Spotify "Shuffle": What's Going On, and Does it Matter?
Shane has been noticing some strange patterns with Spotify "shuffle"

Spotify shuffle isn’t actually true shuffle.
I’ve known this for a while, and theres a good amount of content out there explaining how it works. Taking a peek at that quick blog post is a good starting place.
I’m not so sure that’s all there is to it.
Here, check this out:
This is pulled from a web application called last.fm, which records and archives my listening habits. When I first registered in 2005 it was pulling directly from my iTunes library, and now it pulls from my Spotify library.
These four songs came on chronologically in a “shuffle” of my Master Library playlist, which consists of 8,165 songs as of publication of this blog. Spotify, way back in 2014, gave an example of how their dithering model shuffle worked by giving the example of spreading out artists evenly in a playlist algorithmically.

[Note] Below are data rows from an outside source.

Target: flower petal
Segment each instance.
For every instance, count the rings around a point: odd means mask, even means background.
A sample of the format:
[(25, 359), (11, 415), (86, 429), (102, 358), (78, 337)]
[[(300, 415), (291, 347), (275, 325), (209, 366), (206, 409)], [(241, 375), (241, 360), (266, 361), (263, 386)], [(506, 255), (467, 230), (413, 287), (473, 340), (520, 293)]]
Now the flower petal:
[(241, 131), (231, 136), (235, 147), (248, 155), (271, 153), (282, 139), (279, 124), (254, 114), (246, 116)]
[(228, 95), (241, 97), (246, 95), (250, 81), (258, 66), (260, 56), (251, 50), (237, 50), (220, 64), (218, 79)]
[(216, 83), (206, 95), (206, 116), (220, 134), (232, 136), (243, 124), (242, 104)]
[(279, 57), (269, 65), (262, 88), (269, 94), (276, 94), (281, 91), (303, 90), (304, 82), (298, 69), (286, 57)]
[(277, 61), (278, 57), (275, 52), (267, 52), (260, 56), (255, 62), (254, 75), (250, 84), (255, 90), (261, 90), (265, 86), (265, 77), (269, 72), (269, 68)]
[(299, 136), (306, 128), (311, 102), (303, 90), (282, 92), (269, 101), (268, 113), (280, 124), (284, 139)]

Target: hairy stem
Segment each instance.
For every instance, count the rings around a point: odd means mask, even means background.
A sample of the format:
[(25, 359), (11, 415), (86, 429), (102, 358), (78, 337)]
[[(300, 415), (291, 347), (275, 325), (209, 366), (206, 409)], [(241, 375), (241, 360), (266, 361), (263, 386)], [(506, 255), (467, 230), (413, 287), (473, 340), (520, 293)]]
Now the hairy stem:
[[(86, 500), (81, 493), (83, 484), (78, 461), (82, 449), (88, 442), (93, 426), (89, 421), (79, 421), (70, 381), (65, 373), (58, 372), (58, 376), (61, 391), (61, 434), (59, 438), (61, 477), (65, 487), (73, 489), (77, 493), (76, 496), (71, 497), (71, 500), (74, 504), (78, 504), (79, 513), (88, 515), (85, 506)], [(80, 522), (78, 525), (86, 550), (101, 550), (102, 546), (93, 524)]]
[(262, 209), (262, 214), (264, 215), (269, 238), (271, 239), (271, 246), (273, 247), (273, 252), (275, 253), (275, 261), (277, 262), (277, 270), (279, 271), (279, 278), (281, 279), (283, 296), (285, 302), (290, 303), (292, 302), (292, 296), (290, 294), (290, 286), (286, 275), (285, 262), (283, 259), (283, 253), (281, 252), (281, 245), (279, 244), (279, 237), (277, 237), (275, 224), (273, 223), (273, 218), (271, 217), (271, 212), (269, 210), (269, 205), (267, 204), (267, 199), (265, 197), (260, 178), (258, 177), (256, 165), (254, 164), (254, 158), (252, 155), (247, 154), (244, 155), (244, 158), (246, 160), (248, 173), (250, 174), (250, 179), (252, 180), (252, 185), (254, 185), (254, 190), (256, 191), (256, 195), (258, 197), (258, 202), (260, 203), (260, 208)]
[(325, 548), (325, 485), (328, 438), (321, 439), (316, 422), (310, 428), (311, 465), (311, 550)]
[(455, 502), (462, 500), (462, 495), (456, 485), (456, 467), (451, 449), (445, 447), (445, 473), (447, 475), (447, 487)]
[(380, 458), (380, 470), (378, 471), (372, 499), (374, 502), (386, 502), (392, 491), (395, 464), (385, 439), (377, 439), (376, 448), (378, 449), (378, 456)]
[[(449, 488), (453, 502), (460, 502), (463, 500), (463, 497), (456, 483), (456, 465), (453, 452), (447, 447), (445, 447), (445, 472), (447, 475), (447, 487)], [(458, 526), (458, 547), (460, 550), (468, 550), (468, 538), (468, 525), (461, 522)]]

In the above image provided by Spotify, the red dots indicate songs on a playlist by The White Stripes. Instead of a true shuffle, they are spread out evenly across the playlist.
But let’s again look at the image of the four songs from my master library. The song at the bottom was the one played first, as you can tell by the timestamps. Do you see any connections here? Keep in mind, this is a playlist of over 8,000 songs.

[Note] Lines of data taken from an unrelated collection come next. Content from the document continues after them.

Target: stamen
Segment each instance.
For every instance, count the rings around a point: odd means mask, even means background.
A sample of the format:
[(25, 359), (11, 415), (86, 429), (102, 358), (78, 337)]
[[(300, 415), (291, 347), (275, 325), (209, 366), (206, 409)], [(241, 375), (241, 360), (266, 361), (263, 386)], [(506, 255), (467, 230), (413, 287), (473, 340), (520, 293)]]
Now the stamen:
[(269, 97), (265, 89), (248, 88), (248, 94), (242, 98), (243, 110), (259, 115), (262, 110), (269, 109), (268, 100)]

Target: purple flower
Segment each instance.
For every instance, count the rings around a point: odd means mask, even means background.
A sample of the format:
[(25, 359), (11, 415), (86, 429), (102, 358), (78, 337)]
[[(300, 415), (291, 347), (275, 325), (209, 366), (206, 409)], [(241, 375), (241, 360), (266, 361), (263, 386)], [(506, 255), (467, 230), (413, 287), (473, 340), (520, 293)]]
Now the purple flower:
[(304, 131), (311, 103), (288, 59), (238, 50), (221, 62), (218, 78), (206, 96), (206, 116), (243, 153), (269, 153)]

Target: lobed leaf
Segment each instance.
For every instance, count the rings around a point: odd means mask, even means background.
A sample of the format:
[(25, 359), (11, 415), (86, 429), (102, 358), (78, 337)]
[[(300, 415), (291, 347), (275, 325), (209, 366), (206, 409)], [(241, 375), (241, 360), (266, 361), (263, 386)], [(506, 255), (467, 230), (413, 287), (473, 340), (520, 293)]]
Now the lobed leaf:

First, “Fall in Love” by Phantogram segues into “Real Love Baby” by Father John Misty. Pretty easy to see the “love connection” there. Nothing crazy, though. Lots of songs have the word “love” in the title.
Well, let’s take a look at song three. “Phantoms” by Young Galaxy. Well, song one was by Phantogram. There’s not too many “Phanto-” songs or artists out there. Well, track four is “Babylon” by David Gray. Just two tracks after “Real Love Baby”.
So, as you can see, all four of these songs, which were played chronologically in a playlist of over 8,000 songs, are connected in some way. I like to call this “sticky shuffle.” If you have a friend who sucks at shuffling cards, you’ll note that groups of a few cards tend to stick together in the shuffling of the deck. Same concept here. These songs seemed to stick to each other based on keywords and likely other variables, too. You can also tell by the time stamps that the songs are roughly the same length (though this isn’t odd at all, most “pop” songs check in in between 3-4 minutes). If you listen, you’ll find the tempo (BPM) of the songs to be quite similar. This is more interesting to me than the song lengths.
Regardless, it is clear to me that something is going on here. Especially given the size of my Master Library playlist, it becomes increasingly clear when the algorithm is algorithm-ing when statistical improbabilities such as the one highlighted above manifest themselves.
So why does this even matter?
Let’s take some quotes from a 2019 Big Think article titled “How Spotify manipulates your emotions and sells your data,” which highlights the book Spotify Teardown: Inside the Black Box of Streaming Music by a group of 5 engineers at the Massachusetts Institute of Technology:
Music is only the layer you hear above “a cacophony of other data.” Using browser plugin Ghostery and network data capture tool Fiddler, the authors worked with a programmer to discover no less than 22 mostly advertising-related companies in that cacophony, tracking listening habits and providing real-time analytics. This data is packaged and resold.
It’s clear selling ad space and enabling advertising in general is a huge part of the Spotify business model, as it is for the vast majority of major corporations, but what is going on with Spotify user data prior to advertisements reaching the user, and how much do playlist algorithms play a factor in the process?
Spotify wants you to spend a lot of time on its product. I pay for the premium service, because I do indeed spend a lot of time using its product and I do not want to be inundated with advertisements every few songs. I am aware my data is being collected regardless, though the convenience of the Spotify product outweighs the collected data in my eyes.
It does not make me any less curious about what Spotify is testing with its algorithms. How much of our emotional state is influenced by playlists and algorithms? What exactly is going on with the algorithm for shuffle? Clearly dithering and the Fisher-Yates shuffle do not paint the full picture, and 2014 was a long time ago.
It’s evident in other ways how shuffle operates. Songs I’ve been listening to recently usually find their way to the top of my shuffle, and songs I added to the playlist back in 2013 seldom re-surface in a regular listening session. I would imagine past listening habits are also tracked to see which songs kept you listening, which songs ended a listening session, etcetera. I’m sure they have quite a lot of data, seeing as I’ve played around 70,000 songs on Spotify since 2013.
Does the good outweigh the bad? Does Spotify cater to me by playing what I want to hear, or am I robbed of hearing songs that normally had an equal shot of surfacing in a “true shuffle”? How much does Spotify know about my moods and emotional states? How valuable is listening data, really? To whom is this listening data sold? What do they know? Am I losing a sense of agency and room for the serendipitous by constantly listening to algorithmically-driven playlists?
There’s plenty to unpack here, but the first step is awareness, and it’s clear that there’s more than meets the eye when it comes to Spotify and its business practices and shuffle ain’t really shuffle.